La descripción es exactamente la de Keller en Fashionista y yo me quedo helada. Intento comprobar si me está tomando el pelo porque sabe quien soy, pero el sigue caminando sin mirarme.
– Bueno, ya hemos llegado -sonríe, abriendo la verja del parque que señala la zona para perros.
Por supuesto, Flecha no parece emocionado y a mí me da no sé qué soltar la correa. Hay pastores alemanes y perros muy robustos corriendo de un lado a otro. ¿De verdad corre por allí todos los días?
– La primera regla para ser un buen padre es saber cuándo debes dejarlo ir -sonríe el hombre de los ojazos verdes.
Yo nunca he conocido a un tío que sepa las reglas para ser un buen padre y me quedo atónita.
«Emocionalmente inalcanzable, emocionalmente inalcanzable», me digo y me repito.
Keller se agacha para quitarle la correa y Flecha, en lugar de salir corriendo a jugar con sus amiguitos, busca una sombra para tumbarse. Hora de la siesta.
Nosotros nos sentamos en un banco de madera.
– ¿Crees que podrás con el? -me pregunta, mientras levanta la cara hacia el sol con los ojos cerrados.
Yo me quedo admirando su atractivo rostro, deseando que sea el otro Keller, el ogro que grita a los campesinos por meterse en su pantano.
No digo nada porque no sé qué decir. Sí, creo que puedo con Flecha, pero aunque estoy harta de mi trabajo, no me apetece dedicarme a pasear perros. Y eso que Keller es una tentación. Casi desearía dejar Fashionista para dedicarme a pasear a Flecha todos los días.
– Como te dije por teléfono, tienes buenas referencias y no me asusta confiarte a mi perro. Además, sólo serán tres días a la semana y no tienes que estar aquí horas y horas -ríe Keller-. Como ves. Flecha hace aquí lo mismo que en casa.
Eso no es cierto del todo. Flecha se está echando la siesta, pero tiene compañía: un golden retriever que se ha colocado a su lado.
– Tendré que comprobar mis horarios.
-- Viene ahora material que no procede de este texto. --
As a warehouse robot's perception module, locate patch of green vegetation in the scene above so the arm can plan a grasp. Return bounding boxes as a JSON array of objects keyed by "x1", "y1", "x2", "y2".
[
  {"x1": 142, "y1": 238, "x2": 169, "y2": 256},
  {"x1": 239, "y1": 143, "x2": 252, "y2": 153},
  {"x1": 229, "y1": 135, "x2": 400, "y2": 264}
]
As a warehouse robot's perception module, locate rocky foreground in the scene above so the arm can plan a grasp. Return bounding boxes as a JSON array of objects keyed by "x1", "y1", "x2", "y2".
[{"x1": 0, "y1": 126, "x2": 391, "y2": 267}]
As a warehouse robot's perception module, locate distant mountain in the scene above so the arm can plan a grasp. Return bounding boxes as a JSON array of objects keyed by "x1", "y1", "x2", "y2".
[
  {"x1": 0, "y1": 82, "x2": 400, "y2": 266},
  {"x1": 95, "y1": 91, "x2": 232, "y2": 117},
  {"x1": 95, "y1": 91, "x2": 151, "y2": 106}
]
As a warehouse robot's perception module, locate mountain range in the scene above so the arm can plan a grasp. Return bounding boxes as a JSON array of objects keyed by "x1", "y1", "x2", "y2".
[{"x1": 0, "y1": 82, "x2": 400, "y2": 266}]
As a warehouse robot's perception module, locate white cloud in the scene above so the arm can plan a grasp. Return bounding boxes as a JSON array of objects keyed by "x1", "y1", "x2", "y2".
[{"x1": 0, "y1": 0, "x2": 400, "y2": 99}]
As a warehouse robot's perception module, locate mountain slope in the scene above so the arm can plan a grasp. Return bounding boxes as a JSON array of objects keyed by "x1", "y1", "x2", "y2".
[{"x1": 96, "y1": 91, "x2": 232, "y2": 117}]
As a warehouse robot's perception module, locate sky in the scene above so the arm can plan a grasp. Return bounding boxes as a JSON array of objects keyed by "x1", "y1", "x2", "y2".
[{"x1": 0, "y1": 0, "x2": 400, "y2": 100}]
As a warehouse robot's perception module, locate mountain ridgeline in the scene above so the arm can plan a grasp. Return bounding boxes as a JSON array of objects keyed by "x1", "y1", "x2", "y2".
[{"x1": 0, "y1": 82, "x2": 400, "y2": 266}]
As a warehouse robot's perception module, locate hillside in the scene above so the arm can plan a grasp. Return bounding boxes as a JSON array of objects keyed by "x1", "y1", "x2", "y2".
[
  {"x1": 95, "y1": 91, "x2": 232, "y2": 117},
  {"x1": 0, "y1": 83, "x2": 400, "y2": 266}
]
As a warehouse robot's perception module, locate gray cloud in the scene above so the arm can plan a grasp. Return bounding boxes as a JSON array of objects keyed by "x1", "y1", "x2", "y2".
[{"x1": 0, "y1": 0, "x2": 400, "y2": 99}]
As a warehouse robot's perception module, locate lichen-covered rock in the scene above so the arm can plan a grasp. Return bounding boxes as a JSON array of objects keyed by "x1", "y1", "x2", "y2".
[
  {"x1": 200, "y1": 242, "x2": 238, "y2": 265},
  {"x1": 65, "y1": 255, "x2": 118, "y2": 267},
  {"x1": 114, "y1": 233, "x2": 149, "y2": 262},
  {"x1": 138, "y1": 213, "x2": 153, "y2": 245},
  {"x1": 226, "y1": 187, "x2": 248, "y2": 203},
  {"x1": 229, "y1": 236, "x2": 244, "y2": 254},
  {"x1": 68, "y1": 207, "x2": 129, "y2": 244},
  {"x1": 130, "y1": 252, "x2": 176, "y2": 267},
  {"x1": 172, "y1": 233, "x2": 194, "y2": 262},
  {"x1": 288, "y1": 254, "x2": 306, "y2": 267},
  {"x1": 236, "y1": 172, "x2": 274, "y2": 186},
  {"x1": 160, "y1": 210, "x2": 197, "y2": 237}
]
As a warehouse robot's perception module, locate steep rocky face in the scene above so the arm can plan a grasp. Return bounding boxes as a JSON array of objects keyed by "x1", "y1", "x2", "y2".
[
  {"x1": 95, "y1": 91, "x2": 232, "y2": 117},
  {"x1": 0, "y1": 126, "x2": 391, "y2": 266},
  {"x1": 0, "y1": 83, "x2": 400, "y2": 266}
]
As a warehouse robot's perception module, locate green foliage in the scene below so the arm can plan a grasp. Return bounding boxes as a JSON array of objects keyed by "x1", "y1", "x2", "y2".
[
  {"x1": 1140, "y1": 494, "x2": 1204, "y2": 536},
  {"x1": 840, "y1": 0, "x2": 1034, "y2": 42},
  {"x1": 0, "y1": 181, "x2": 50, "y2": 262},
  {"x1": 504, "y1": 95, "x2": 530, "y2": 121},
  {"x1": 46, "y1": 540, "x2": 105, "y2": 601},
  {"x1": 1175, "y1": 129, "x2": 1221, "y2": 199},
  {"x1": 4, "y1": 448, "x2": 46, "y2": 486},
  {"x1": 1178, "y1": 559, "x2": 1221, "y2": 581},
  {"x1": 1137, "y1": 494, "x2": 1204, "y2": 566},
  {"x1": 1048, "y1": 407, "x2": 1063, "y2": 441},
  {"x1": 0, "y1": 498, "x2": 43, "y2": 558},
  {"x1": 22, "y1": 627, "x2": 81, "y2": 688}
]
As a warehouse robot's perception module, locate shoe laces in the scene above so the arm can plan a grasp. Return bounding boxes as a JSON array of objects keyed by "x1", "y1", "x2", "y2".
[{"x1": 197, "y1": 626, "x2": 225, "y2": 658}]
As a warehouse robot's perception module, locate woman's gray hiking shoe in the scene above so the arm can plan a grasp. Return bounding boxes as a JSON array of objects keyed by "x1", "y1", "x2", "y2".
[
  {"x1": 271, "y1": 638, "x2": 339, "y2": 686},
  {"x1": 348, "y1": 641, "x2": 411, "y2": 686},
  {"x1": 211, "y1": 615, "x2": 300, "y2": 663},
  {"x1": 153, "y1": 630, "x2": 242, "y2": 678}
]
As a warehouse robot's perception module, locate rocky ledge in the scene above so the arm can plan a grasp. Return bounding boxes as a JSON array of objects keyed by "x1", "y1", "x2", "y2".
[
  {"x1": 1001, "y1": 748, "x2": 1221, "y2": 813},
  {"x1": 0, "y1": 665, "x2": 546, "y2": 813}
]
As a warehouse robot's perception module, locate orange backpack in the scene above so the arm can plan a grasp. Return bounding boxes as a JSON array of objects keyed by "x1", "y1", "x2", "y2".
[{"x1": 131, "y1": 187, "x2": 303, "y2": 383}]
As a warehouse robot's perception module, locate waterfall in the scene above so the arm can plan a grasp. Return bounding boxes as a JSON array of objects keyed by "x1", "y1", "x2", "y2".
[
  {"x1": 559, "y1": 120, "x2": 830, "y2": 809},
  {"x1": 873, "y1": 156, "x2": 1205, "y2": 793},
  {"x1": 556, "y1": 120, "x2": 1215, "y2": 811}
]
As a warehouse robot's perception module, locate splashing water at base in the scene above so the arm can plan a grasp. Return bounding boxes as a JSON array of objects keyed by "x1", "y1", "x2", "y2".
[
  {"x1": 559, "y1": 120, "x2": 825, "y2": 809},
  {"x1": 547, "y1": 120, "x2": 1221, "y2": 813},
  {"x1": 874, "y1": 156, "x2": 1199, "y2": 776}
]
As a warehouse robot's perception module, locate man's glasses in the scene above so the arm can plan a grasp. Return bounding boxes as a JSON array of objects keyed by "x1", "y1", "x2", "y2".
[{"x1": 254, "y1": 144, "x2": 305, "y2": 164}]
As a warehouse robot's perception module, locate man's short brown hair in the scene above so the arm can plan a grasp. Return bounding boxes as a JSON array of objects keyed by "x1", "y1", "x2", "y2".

No creo que deba comprometerme hasta estar segura.
Lo digo y me quedo tan pancha.
Él sonríe.
– Me parece muy bien.
– ¿Qué ha sido de Adam, el chico que pascaba antes a Flecha?
Sé que debo confesarle quién soy, pero no me apetece. Nunca me había sentado en un banco del parque con un hombre guapísimo que sabe cómo ser un buen padre para su perro. Y puede que no vuelva a pasarme nunca.